Logotherapie will den Zugang zur gesunden Dimension freilegen. Sie entlastet von störenden Symptomen. Sie erarbeitet Strategien für eine geordnete und übersichtliche Lebensführung. Sie baut die Persönlichkeit wieder auf. All dies dient vor allem einem, dem Einzelnen wieder den Zugang und die Kraft seiner Person zu eröffnen. Darin besteht der Heilungsgedanke der Logotherapie.
Viktor Frankl (1905 – 1997) ging davon aus, dass jeder Mensch nach Sinn strebt.
Jeder will sinnvoll leben. Dabei geht es nicht zuerst um den Sinn (= Logos) des ganzen Lebens. Der Einzelne empfindet den Sinn des Moments, wenn er einen Erfolg feiert oder ein gutes Essen genießt, einen Sonneuntergang betrachtet oder einen Berggipfel mühevoll erwanderte. Jeder weiß, wie motivierend sich das auf das Leben auswirkt. Sinn ist die wirkungsvollste Motivation.
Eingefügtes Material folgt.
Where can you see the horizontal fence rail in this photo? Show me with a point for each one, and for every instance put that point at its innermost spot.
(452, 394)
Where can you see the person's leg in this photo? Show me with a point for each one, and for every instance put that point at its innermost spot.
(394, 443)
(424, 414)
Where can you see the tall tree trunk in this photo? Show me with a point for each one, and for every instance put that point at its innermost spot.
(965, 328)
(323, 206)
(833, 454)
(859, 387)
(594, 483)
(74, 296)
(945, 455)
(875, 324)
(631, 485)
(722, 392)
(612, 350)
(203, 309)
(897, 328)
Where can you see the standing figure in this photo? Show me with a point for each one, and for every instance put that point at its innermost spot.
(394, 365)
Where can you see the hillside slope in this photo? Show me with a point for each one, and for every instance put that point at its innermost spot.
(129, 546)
Für den Wiener Psychiater, Psychotherapeut und Philosoph Viktor E. Frankl (gest. 1997 in Wien) ist die Sinnfrage die zentrale Frage des menschlichen Lebens. Er baut seine Form der Psychotherapie, die Logotherapie und Existenzanalyse, auf dem Sinngedanken auf. Er selbst erlebte während der Internierung in mehreren nationalsozialistischen Konzentrationslagern, dass der Sinn des Augenblicks zum Leben motiviert.
Wegweiser zum Sinn sind die Werte.
Wie finden Sie den Sinn in jeder Lebenslage?
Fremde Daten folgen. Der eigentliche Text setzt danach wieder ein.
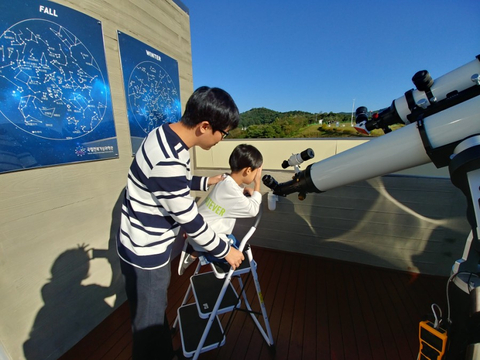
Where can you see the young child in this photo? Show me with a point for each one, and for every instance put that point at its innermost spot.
(229, 200)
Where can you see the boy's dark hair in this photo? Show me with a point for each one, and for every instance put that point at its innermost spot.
(213, 105)
(245, 156)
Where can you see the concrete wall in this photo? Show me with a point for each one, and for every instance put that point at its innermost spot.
(52, 220)
(413, 220)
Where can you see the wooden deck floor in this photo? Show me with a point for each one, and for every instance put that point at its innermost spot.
(318, 309)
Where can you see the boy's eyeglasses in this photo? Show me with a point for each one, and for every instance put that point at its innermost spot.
(224, 133)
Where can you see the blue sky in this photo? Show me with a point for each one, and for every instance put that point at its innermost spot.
(318, 56)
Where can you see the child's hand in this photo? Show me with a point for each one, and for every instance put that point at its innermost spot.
(258, 175)
(248, 191)
(215, 179)
(234, 258)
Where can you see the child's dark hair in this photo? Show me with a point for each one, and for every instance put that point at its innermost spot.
(213, 105)
(244, 156)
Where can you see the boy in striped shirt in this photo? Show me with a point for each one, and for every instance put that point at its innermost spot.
(158, 203)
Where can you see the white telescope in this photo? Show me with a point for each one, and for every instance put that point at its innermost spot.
(446, 112)
(447, 132)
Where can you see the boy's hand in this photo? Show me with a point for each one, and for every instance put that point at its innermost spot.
(234, 258)
(215, 179)
(258, 179)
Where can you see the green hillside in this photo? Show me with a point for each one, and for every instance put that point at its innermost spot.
(266, 123)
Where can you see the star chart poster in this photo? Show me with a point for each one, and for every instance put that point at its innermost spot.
(55, 96)
(152, 87)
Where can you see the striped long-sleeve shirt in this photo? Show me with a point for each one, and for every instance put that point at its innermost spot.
(158, 202)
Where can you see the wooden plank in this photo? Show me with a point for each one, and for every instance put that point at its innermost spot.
(318, 308)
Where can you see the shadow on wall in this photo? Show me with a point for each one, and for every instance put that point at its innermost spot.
(71, 309)
(395, 222)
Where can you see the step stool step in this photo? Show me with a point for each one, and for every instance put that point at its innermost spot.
(206, 289)
(191, 328)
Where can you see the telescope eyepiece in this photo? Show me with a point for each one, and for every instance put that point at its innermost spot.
(422, 80)
(361, 114)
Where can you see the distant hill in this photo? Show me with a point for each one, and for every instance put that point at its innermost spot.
(262, 116)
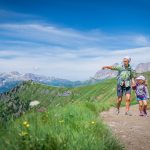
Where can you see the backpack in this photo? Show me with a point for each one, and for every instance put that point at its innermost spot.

Menschen leben mit Wertsystemen. Darin finden sich Leitwerte und weniger bedeutungsvolle Werte. Mit den Werten kommt jeder in Träumen, in inneren Bildern, in den Lebensgrundsätzen in Berührung. Manchmal deuten starke Gefühle an, dass Werte gefährdet oder verloren gegangen sind – oder auch sehr einseitig das Leben bestimmen.
Die Wut zeigt, dass ein Lebenswert bedroht ist. Angst macht darauf aufmerksam, dass Lebenswichtiges in Gefahr ist. Die Scham weist auf zu Unrecht überschrittene Grenzen unseres Selbst hin. Die Trauer drückt einen Wertverlust aus. Wir freuen uns über das Gelungene im Leben. Die Liebe zeigt uns den inneren Wert eines anderen Menschen. Zufriedenheit erzählt uns von der Stimmigkeit des Lebens. Und der Stolz begleitet den Erfolg, der Werte zum Strahlen bringt. Die starken Gefühle stellen sich also ein, wo wir Werte leben oder wo Werte gefährdet sind. Wenn Sie auf die Wertgefühle achten, erschließen sich auch die Sinnmöglichkeiten für die jeweilige Lebenssituation.
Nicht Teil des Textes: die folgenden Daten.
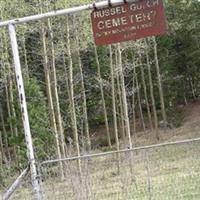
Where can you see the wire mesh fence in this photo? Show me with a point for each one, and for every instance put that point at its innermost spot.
(165, 172)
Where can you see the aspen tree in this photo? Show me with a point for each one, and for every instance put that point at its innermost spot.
(83, 91)
(159, 82)
(72, 106)
(125, 105)
(49, 95)
(2, 153)
(25, 55)
(133, 107)
(58, 116)
(6, 76)
(138, 96)
(114, 104)
(145, 91)
(5, 135)
(121, 116)
(151, 90)
(102, 96)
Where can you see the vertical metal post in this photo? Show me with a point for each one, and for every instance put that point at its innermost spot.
(25, 118)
Frankl betrachtet den Menschen aus einer dritten Dimension, dem Selbst.
Jeder Einzelne ist ein Mensch mit körperlichen Prozessen und psychischen Regungen. Der Einzelne ist vor allem Person. Als Person kann er zu allem, was seine biologischen Anlagen sind, was sein psychisches Empfinden und Reagieren ausmacht, was er durch Prägung und Erziehung erlernt, zu seiner ganzen Biographie Stellung nehmen. Darin besteht die Freiheit des Einzelnen: Er ist durch nichts vollständig festgelegt. Er kann immer auch anders. Gleichzeitig besteht darin auch die Verantwortlichkeit jedes Menschen. Was immer er in Freiheit gestaltet oder versäumt, dafür ist er verantwortlich. Ein wichtiger Satz in der Logotherapie ist: Freiheit ohne Verantwortlichkeit wird Willkür und Beliebigkeit. Verantwortlichkeit ohne Freiheit artet zu Kontrolle und Zwang aus. Das Ziel der Persönlichkeitsentwicklung ist zwischen Ich (Verstand) und Selbst (Person) pendeln zu lernen. Das führt zu einer lebensgerechten Mischung von Freiheit und Verantwortlichkeit.